Brooklyn–based firm Isaac-Rae reimagines every inch of this 3,100-square-foot space, infusing an "un-fussy" aesthetic throughout.
According to Clay Coffey, founder of the architecture and design firm Isaac-Rae, his first tour of this spacious loft was a bit blinding. "As the elevator doors opened, you were overwhelmed by a dated and severe design—a lot of black, red, and silver," he notes.
Located in an 1890 garment factory that was converted to lofts in the 1980s, this particular unit had undergone a misguided remodel before being bought by the current owners in 2013, when Coffey first saw it.
Not only were the fixtures and finishes out of sync with the building's bones, the 3,100-square-foot home was "underutilized" with "a good deal of dead space." "But the building had natural attributes and bones worth uncovering," said Coffey.
"The large volume of the space provided opportunity for open, fluid living with good proportions.
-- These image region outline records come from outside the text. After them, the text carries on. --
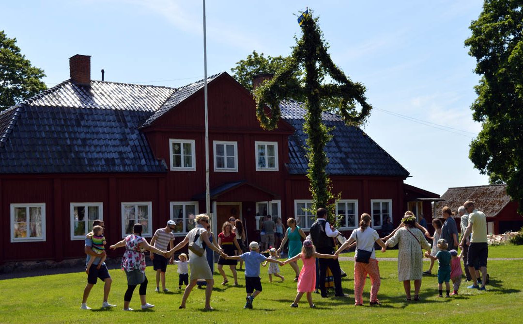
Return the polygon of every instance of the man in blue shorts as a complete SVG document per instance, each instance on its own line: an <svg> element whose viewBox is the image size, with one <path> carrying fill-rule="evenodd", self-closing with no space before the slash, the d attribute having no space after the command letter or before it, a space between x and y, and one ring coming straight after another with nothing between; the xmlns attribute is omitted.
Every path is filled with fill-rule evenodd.
<svg viewBox="0 0 523 324"><path fill-rule="evenodd" d="M104 229L105 229L103 220L97 219L93 222L93 227L97 225L101 226ZM89 269L89 274L87 275L87 284L84 289L84 297L82 299L82 306L80 306L80 309L91 309L87 306L87 297L89 297L89 293L91 292L93 286L96 284L98 278L105 283L104 285L104 303L101 305L102 308L114 307L116 306L116 305L109 304L107 301L107 298L109 298L109 292L111 291L111 284L112 283L112 279L111 278L111 276L109 274L109 271L107 270L105 262L102 264L99 269L96 269L100 262L101 257L105 254L105 252L104 252L101 254L97 254L93 252L93 240L87 237L85 238L85 246L84 248L84 251L87 255L85 261L86 264L89 262L91 258L96 258L96 259L93 262L93 264Z"/></svg>
<svg viewBox="0 0 523 324"><path fill-rule="evenodd" d="M467 264L469 272L474 283L468 287L481 291L486 290L485 285L487 281L487 259L488 258L488 245L487 241L487 220L485 214L475 209L474 203L467 200L463 204L467 212L469 213L469 225L467 227L461 245L467 244L467 238L471 234L470 244L469 245L469 255ZM476 277L474 266L479 265L481 278ZM481 281L481 285L479 285Z"/></svg>

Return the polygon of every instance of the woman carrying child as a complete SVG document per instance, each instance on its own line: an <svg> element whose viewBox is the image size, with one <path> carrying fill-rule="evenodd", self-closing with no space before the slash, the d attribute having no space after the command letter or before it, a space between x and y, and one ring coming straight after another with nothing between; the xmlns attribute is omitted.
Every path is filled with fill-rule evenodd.
<svg viewBox="0 0 523 324"><path fill-rule="evenodd" d="M374 229L370 228L370 215L367 213L361 214L359 227L353 231L348 240L346 241L335 254L338 255L354 241L356 242L356 252L354 255L354 299L355 306L363 306L363 288L367 274L370 277L370 306L380 305L378 300L378 292L380 290L381 281L380 279L380 268L374 250L374 244L377 243L381 247L381 252L384 252L386 246L380 239L380 236ZM363 256L358 258L358 254L369 254L368 259L363 260ZM365 261L367 262L365 262Z"/></svg>
<svg viewBox="0 0 523 324"><path fill-rule="evenodd" d="M99 225L96 225L93 228L93 231L87 234L86 236L88 239L90 239L93 241L93 252L97 254L103 254L98 265L96 266L96 269L99 270L101 265L105 262L106 258L107 258L107 255L104 254L105 252L105 244L107 244L105 237L104 236L104 228ZM85 273L87 274L89 274L89 269L93 265L93 262L96 259L92 258L89 260L85 269Z"/></svg>
<svg viewBox="0 0 523 324"><path fill-rule="evenodd" d="M311 308L316 307L312 303L312 293L316 289L316 258L335 260L338 258L338 255L319 253L316 252L316 249L312 244L312 241L305 240L303 241L301 252L283 262L283 264L286 264L295 262L298 259L300 259L303 263L303 266L301 268L301 271L300 272L298 279L298 294L296 295L294 302L291 304L291 307L298 307L301 296L305 293L307 294L309 306Z"/></svg>

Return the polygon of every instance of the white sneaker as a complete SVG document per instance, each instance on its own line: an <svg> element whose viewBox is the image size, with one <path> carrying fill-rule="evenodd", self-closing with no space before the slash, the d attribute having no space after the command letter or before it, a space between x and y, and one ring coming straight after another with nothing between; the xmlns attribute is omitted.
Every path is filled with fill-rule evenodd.
<svg viewBox="0 0 523 324"><path fill-rule="evenodd" d="M142 309L147 309L147 308L152 308L154 307L154 305L151 305L149 303L145 304L145 305L142 305Z"/></svg>
<svg viewBox="0 0 523 324"><path fill-rule="evenodd" d="M116 305L112 305L112 304L109 304L107 301L104 301L103 304L101 304L101 308L105 308L106 307L114 307Z"/></svg>

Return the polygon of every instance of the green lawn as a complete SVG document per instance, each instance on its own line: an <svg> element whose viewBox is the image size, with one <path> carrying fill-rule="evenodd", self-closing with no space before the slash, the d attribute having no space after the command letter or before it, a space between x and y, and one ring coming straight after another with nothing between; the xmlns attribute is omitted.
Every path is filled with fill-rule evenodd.
<svg viewBox="0 0 523 324"><path fill-rule="evenodd" d="M491 249L491 256L520 256L521 247L499 247ZM393 251L384 256L392 256ZM390 252L389 253L389 252ZM517 255L515 255L517 254ZM381 253L380 253L381 254ZM495 255L494 256L493 255ZM499 255L499 256L498 256ZM426 261L426 264L428 264ZM147 301L156 307L147 311L123 312L123 294L127 288L125 275L121 270L110 271L113 279L109 301L118 304L114 309L100 309L103 296L101 284L95 286L88 305L91 311L79 309L82 294L86 283L83 273L71 273L13 279L0 281L3 303L0 303L0 322L239 322L249 320L269 322L310 322L320 316L328 318L333 322L349 322L365 319L369 322L395 323L412 321L424 322L476 322L508 323L519 320L517 314L523 314L523 276L520 270L523 261L491 261L488 263L491 283L488 291L468 289L463 282L460 295L450 298L437 297L437 282L435 276L425 277L422 287L420 302L405 303L403 285L397 280L397 263L382 261L380 269L382 278L379 298L381 306L368 306L370 283L368 283L363 298L365 307L354 307L353 283L354 262L343 261L342 267L349 274L343 280L347 298L322 298L313 294L317 308L310 309L304 296L298 309L289 306L295 295L295 283L292 279L293 273L288 265L281 267L286 280L283 283L268 282L267 268L262 268L263 292L254 300L254 309L244 309L245 292L244 274L238 272L240 287L222 286L221 278L215 276L217 285L213 292L212 311L202 310L204 292L195 289L187 303L187 308L178 309L181 292L156 293L154 289L154 272L152 267L147 269L150 285ZM426 264L426 267L428 266ZM177 287L176 267L167 270L167 287ZM230 278L230 282L232 281ZM150 283L152 283L151 284ZM139 308L138 289L131 307Z"/></svg>

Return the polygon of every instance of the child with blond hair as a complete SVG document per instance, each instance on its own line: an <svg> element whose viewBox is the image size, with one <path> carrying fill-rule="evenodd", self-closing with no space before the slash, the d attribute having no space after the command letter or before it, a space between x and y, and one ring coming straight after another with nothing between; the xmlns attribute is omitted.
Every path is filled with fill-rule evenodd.
<svg viewBox="0 0 523 324"><path fill-rule="evenodd" d="M104 236L104 228L99 225L96 225L93 227L93 231L87 234L86 237L88 239L90 239L93 241L93 247L92 249L93 249L93 252L95 252L97 254L101 254L104 252L105 252L105 244L107 244L107 242L105 240L105 237ZM104 254L100 259L100 262L98 262L98 265L97 266L96 269L99 269L101 267L101 265L104 264L106 258L107 258L107 254ZM87 263L87 266L85 269L85 273L89 274L89 269L93 265L93 263L94 262L96 258L92 258L89 260L89 262Z"/></svg>
<svg viewBox="0 0 523 324"><path fill-rule="evenodd" d="M312 292L316 289L316 258L334 259L338 258L336 254L322 254L316 252L316 248L312 244L312 241L305 240L301 248L301 252L283 262L283 264L295 261L301 259L303 262L300 275L298 278L298 294L294 301L291 304L291 307L297 307L301 296L307 294L307 301L311 308L316 307L312 303Z"/></svg>
<svg viewBox="0 0 523 324"><path fill-rule="evenodd" d="M454 288L454 292L450 294L458 295L458 290L461 284L461 277L463 276L463 270L461 270L461 257L463 256L463 250L461 253L458 255L458 251L456 250L451 250L450 255L452 256L452 260L450 261L450 280L452 281L452 286Z"/></svg>
<svg viewBox="0 0 523 324"><path fill-rule="evenodd" d="M174 263L178 265L178 290L181 289L181 285L186 286L189 284L189 262L187 261L187 255L185 253L180 253L178 256L179 260L175 260Z"/></svg>
<svg viewBox="0 0 523 324"><path fill-rule="evenodd" d="M447 251L448 244L445 239L440 239L438 241L438 248L439 251L436 253L436 255L433 256L428 252L425 252L425 256L430 258L431 260L438 260L439 264L438 267L438 289L439 290L439 295L438 297L443 297L443 282L445 283L445 287L447 289L447 294L445 297L450 297L450 260L452 256L450 252Z"/></svg>
<svg viewBox="0 0 523 324"><path fill-rule="evenodd" d="M270 255L269 256L269 259L272 259L273 260L278 260L278 251L274 248L271 248L270 250L269 250L269 253ZM265 262L262 264L262 265L265 266L269 261L266 261ZM281 275L279 273L280 272L280 266L278 263L275 263L274 262L271 263L269 265L269 270L267 271L267 273L269 274L269 282L272 282L272 275L274 274L275 276L278 277L281 279L281 281L285 280L285 277Z"/></svg>

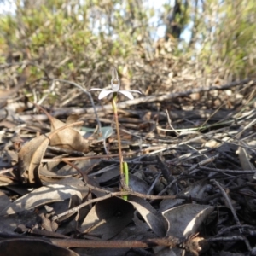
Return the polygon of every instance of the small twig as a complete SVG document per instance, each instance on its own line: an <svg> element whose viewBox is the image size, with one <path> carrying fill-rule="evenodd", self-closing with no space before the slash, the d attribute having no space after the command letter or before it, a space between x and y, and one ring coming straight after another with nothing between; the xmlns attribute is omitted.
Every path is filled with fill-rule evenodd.
<svg viewBox="0 0 256 256"><path fill-rule="evenodd" d="M0 233L1 238L19 239L19 241L44 241L62 247L79 248L145 248L158 246L177 247L190 252L194 255L199 255L201 251L207 247L206 240L196 236L190 236L188 238L169 236L160 238L148 238L146 240L84 240L84 239L55 239L55 238L38 238L33 236L24 236L15 234Z"/></svg>
<svg viewBox="0 0 256 256"><path fill-rule="evenodd" d="M92 188L93 189L93 188ZM108 191L109 193L109 191ZM108 193L107 192L107 193ZM91 199L89 200L88 201L85 201L82 204L80 204L79 206L77 206L73 208L71 208L62 213L60 213L58 215L55 215L52 218L52 220L57 220L59 219L61 217L66 216L66 215L72 215L74 214L75 212L77 212L79 210L80 210L81 208L86 207L87 205L90 205L91 203L95 203L110 197L113 197L113 196L123 196L123 195L137 195L142 198L146 198L146 199L151 199L151 200L156 200L156 199L175 199L176 195L145 195L145 194L141 194L138 192L133 192L133 191L121 191L121 192L113 192L113 193L109 193L104 196L99 197L99 198L96 198L96 199Z"/></svg>

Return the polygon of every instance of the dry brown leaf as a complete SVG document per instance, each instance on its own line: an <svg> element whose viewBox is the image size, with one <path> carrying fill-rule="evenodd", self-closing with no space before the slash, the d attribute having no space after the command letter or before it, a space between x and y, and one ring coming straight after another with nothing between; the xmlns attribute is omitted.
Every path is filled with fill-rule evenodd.
<svg viewBox="0 0 256 256"><path fill-rule="evenodd" d="M55 131L57 129L66 125L63 122L53 117L50 119L50 124L51 131ZM88 140L85 140L79 131L73 128L66 128L62 131L60 131L55 137L51 138L49 144L51 146L84 153L87 153L89 151Z"/></svg>
<svg viewBox="0 0 256 256"><path fill-rule="evenodd" d="M73 186L64 184L44 186L11 202L0 212L0 215L14 214L47 203L62 201L73 195L76 195L82 200L80 189Z"/></svg>
<svg viewBox="0 0 256 256"><path fill-rule="evenodd" d="M19 172L23 182L41 184L38 166L49 143L49 133L41 135L26 143L20 150Z"/></svg>
<svg viewBox="0 0 256 256"><path fill-rule="evenodd" d="M119 234L132 221L134 209L127 201L112 197L97 202L84 218L80 230L104 240Z"/></svg>
<svg viewBox="0 0 256 256"><path fill-rule="evenodd" d="M0 241L0 247L1 256L79 256L79 254L69 249L38 239L16 238L3 240Z"/></svg>
<svg viewBox="0 0 256 256"><path fill-rule="evenodd" d="M35 137L21 148L18 154L19 172L25 183L41 184L38 167L49 143L62 130L69 129L68 126L75 124L62 125L54 131Z"/></svg>

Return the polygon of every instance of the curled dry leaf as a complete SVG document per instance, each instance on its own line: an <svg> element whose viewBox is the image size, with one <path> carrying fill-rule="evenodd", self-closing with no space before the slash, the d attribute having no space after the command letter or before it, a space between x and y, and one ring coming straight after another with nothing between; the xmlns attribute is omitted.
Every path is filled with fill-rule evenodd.
<svg viewBox="0 0 256 256"><path fill-rule="evenodd" d="M66 129L68 130L70 128L66 127L65 125L60 126L54 131L41 135L38 137L32 139L21 148L18 154L18 163L20 176L21 179L23 179L24 183L27 183L29 184L41 184L38 174L38 167L40 166L45 150L49 142L51 142L55 136L59 136L59 132ZM79 135L78 131L74 130L73 131L77 132ZM82 137L80 135L79 137ZM82 139L84 140L83 137ZM73 142L73 143L75 144L76 142ZM79 148L80 148L81 144L79 144L79 142L78 145L79 146L77 148L76 147L74 147L74 150L78 150ZM86 145L86 148L88 149L88 144Z"/></svg>
<svg viewBox="0 0 256 256"><path fill-rule="evenodd" d="M53 117L50 119L50 124L51 131L55 131L66 125L65 123ZM51 137L49 144L51 146L84 153L89 151L88 140L84 139L78 131L71 127L58 131L55 136Z"/></svg>
<svg viewBox="0 0 256 256"><path fill-rule="evenodd" d="M14 214L50 202L62 201L73 195L82 200L81 192L78 188L64 184L47 185L34 189L32 192L11 202L0 212L0 215Z"/></svg>
<svg viewBox="0 0 256 256"><path fill-rule="evenodd" d="M187 204L163 212L168 223L166 236L187 236L195 234L201 224L213 212L215 207L196 204ZM181 249L165 248L161 253L172 251L173 255L181 255Z"/></svg>
<svg viewBox="0 0 256 256"><path fill-rule="evenodd" d="M132 221L134 209L127 201L112 197L97 202L87 214L80 231L108 240Z"/></svg>
<svg viewBox="0 0 256 256"><path fill-rule="evenodd" d="M134 195L129 195L128 201L142 215L148 225L160 237L166 236L165 219L145 200Z"/></svg>
<svg viewBox="0 0 256 256"><path fill-rule="evenodd" d="M29 238L7 239L0 241L1 256L55 255L79 256L76 253L49 242Z"/></svg>

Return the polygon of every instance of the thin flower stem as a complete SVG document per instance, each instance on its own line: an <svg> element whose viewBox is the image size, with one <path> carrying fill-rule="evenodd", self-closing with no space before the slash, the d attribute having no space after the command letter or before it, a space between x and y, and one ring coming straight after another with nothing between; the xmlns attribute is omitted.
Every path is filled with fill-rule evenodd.
<svg viewBox="0 0 256 256"><path fill-rule="evenodd" d="M118 143L119 143L119 160L120 160L120 177L121 177L121 185L124 186L124 169L123 169L123 154L122 154L122 148L121 148L121 139L120 139L120 131L119 131L119 117L118 117L118 111L116 106L117 101L117 92L113 93L112 98L112 107L114 115L115 125L116 125L116 132L118 137Z"/></svg>

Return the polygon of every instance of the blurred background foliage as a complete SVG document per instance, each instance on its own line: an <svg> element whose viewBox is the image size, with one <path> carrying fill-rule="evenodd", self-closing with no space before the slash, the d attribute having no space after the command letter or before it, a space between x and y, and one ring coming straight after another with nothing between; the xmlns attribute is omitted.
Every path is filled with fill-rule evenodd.
<svg viewBox="0 0 256 256"><path fill-rule="evenodd" d="M43 88L105 87L115 66L125 89L147 95L255 76L254 0L156 2L2 0L13 11L0 17L1 84L26 73Z"/></svg>

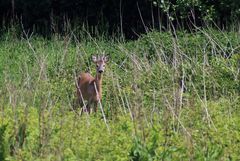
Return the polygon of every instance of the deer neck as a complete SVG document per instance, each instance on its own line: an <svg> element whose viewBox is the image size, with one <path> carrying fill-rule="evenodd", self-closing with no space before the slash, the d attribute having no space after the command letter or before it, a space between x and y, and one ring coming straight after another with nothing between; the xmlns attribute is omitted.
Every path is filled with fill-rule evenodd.
<svg viewBox="0 0 240 161"><path fill-rule="evenodd" d="M101 93L102 93L102 74L100 74L100 73L96 74L95 82L96 82L96 86L97 86L97 91L98 91L99 95L101 95Z"/></svg>

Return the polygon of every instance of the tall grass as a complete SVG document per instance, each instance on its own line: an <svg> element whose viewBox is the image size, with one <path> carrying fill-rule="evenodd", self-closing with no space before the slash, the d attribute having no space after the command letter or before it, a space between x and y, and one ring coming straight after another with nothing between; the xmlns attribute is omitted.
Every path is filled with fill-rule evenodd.
<svg viewBox="0 0 240 161"><path fill-rule="evenodd" d="M240 159L237 32L157 31L136 41L9 33L0 42L3 160ZM71 111L75 79L109 54L104 114Z"/></svg>

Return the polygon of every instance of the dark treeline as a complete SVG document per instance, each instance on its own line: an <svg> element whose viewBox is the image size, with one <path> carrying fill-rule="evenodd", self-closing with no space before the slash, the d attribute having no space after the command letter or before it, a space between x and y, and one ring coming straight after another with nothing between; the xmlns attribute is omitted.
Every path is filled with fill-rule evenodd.
<svg viewBox="0 0 240 161"><path fill-rule="evenodd" d="M236 23L239 0L0 0L2 32L16 24L44 36L85 26L135 38L147 29Z"/></svg>

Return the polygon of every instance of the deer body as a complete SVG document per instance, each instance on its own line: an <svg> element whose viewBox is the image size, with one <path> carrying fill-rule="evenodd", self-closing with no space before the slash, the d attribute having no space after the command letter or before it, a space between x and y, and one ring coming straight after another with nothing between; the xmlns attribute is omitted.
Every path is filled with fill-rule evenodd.
<svg viewBox="0 0 240 161"><path fill-rule="evenodd" d="M96 76L93 77L90 73L82 73L76 85L78 102L80 106L83 106L84 100L88 101L86 106L88 113L90 113L91 106L94 107L94 112L97 112L97 105L102 99L102 73L104 72L105 63L107 62L107 57L105 56L98 58L93 56L92 59L96 64Z"/></svg>

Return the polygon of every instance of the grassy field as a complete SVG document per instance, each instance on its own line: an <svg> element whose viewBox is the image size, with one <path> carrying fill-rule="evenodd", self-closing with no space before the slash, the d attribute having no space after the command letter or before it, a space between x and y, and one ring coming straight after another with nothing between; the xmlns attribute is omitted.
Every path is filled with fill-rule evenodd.
<svg viewBox="0 0 240 161"><path fill-rule="evenodd" d="M110 56L103 113L72 111L75 79ZM0 160L240 160L240 33L152 31L0 41Z"/></svg>

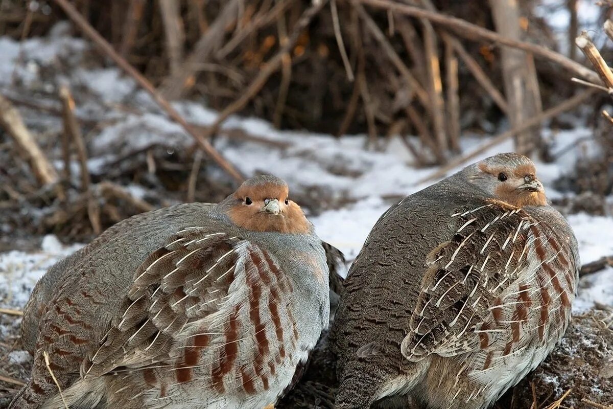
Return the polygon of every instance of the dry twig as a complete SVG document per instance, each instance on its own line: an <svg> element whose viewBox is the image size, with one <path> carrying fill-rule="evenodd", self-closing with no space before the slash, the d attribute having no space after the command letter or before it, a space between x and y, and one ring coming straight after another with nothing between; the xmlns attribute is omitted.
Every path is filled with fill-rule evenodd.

Finding/tapping into a place's best proportions is an essential priority in our designs."
The team gave the loft a complete overhaul, reconfiguring the layout to fit two more bedrooms and upping the bathrooms from one and a half to three. They then incorporated an "un-fussy" aesthetic throughout.
"Once the space was gutted, we could simplify detail and let the space breathe," adds Coffey. "Even small hidden details, such as latches flush to the door instead of visible door pulls, made a difference in simplicity. By selecting better—and fewer—materials, the space now feels united."